More practical steps: Look around you, inside and out. What’s in your heart, your mind, your home, your neighborhood, your region? What you value is what you spend your time and money on. Where do you, your family, and your neighborhood allocate resources, focus, action? Whatever you find at the center of your focus, try repositioning it to the side. Try something different at the center of your universe. Get Copernican. What can you learn from re-orienting?


>> Mesure: Notice your physiological responses when re-orienting. How does your body feel when something new is at the center of your frame? Do you sweat, does your heart rate increase, temperature rise or fall, breathing quicken, stomach feel unusual, or neck tighten? If you experience a heightened physiological state, you may be responding with acute stress or minor panic.


More practical steps: Learn history from multiple perspectives. There’s a chance that most of the history you’ve encountered is from just a handful of sources. What you were taught in school was probably limited. My mom was a teacher for 40 years and I’ve taught college for over a decade, so this is not an indictment of teachers, it’s commentary about most curricula mandated by institutions. No books (or other media) are bad, including those written in hatred. What’s bad is teaching those voices out of context and discussing them for what they are; for example, showing the grandeur and delusions of people who enslaved and killed other people for their own economic edification is helpful to understanding fear and power.

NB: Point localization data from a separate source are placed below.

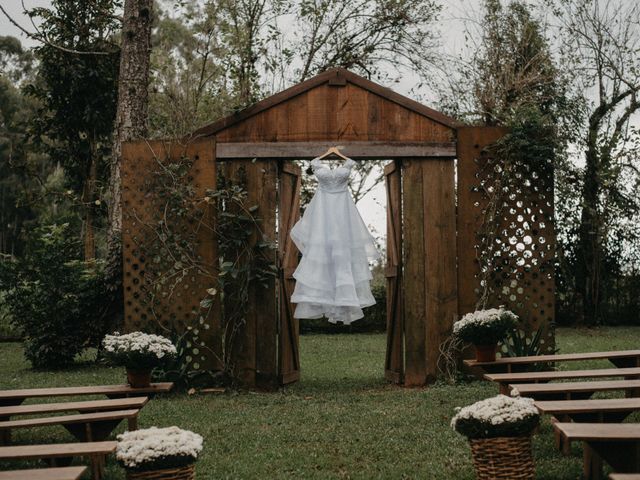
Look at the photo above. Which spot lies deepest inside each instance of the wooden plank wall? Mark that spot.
(394, 359)
(334, 113)
(255, 348)
(289, 326)
(430, 276)
(524, 251)
(141, 211)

>> Measure: Pick a book, article, podcast, documentary… whatever format gets you going… that goes against your worldview. How do you react in your mind and in your body? Do you call the author names or the people depicted mean things? Do you laugh at it and say that you pity anyone stupid enough to do x, y, and z? The question isn’t whether you like the content or approve of the message. This is an exercise to understand yourself. Can you get really curious about what others have done or experienced?


I’ll leave you with one last practical step… Visualize a better tomorrow and the micro-habits you need to enact to make that vision a reality.


Do I sound like one of those billionaire habit people? So be it. Allyship is servant leadership — we’re not marching out in front of the group and saying we know what’s best. Allyship requires tenacity, resiliency, grit, and a lot of humble pie. Habits come from doing differently, which comes from being differently, and being differently comes from assuming the position of a different person. Leave your habituated position and assume the position of ally.


So dream… who do you want to be for the world? Then you’d better become that person.